What Ms. Dickinson is trying to say is sitting right there in black and gray. Had she been trying to articulate something other than what is represented by the forty-one words written in the order and format you see, she would have written that instead.
We risk falling into a similar trap by asking questions such as "what is the point of this piece?" and "what's this poem about?" as though its whole meaning could be better (or at least more efficiently) expressed summed up as a two-sentence "because of this, then this" blurb.
If a writer's ideas came to him as blurbs, he wouldn't go to the time and trouble of writing stories or poems: he would write simply in blurbs.
Some ideas cannot retain their meaning when truncated to a tweet or Facebook status update. Some ideas resist articulation altogether.
You know this is true. You've had thoughts, made connections, glimpsed patterns in things that you were at a loss to explain to somebody else. You've experienced moments in your life that seemed charged with profound meanings you could sense clearly, but never quite describe.

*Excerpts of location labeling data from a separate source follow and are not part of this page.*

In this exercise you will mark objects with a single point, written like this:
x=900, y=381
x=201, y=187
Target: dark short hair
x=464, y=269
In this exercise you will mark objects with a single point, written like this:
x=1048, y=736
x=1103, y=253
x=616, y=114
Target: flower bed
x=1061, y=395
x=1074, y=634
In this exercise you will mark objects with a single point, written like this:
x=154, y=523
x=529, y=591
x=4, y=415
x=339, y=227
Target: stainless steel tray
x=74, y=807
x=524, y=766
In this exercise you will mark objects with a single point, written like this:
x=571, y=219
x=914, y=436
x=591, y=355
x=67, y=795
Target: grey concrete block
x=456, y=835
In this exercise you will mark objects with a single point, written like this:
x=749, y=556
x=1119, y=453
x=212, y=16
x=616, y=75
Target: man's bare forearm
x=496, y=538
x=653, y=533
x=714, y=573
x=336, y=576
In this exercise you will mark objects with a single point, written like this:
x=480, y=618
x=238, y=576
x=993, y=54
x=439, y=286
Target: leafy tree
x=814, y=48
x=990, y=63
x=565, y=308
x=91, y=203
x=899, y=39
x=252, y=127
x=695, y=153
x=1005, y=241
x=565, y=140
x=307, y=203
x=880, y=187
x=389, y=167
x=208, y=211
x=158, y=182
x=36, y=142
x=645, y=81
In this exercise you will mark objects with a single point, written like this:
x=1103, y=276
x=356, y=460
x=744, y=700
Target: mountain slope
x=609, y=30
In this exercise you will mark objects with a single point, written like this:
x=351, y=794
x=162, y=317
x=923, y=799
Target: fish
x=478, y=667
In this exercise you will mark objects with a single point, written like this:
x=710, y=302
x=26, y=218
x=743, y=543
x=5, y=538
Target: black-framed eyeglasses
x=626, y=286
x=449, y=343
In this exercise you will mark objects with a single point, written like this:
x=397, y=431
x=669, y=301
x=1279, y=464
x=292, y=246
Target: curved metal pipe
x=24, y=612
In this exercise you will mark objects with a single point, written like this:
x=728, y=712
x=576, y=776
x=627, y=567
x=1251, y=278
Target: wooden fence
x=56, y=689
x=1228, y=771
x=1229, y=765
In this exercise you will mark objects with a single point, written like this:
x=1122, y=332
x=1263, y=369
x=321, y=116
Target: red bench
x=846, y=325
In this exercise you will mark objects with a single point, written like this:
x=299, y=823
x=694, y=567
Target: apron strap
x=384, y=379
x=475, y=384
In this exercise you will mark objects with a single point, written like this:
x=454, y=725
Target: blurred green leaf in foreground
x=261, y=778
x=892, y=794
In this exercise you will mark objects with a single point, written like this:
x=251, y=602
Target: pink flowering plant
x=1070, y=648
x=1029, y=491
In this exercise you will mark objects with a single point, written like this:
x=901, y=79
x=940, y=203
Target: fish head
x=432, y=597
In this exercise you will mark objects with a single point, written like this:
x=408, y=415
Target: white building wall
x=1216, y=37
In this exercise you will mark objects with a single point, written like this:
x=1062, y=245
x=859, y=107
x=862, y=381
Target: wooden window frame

If poetry still has a valid function, this would be it. It is a means of wielding "language adequate to one's experience," as Jay Parini puts it; using words in such forms that they can better capture those sights, sensations, and intimations we're so often at a loss to explain.
(Remember: if you cannot articulate something, you do not really understand it. Writing is often a process of learning, not just reporting.)
A truly good piece is a gestalt of content and form. The form elevates the content. The content beatifies the form. Without the content, the form is vacuous. Without the form, the content is crude.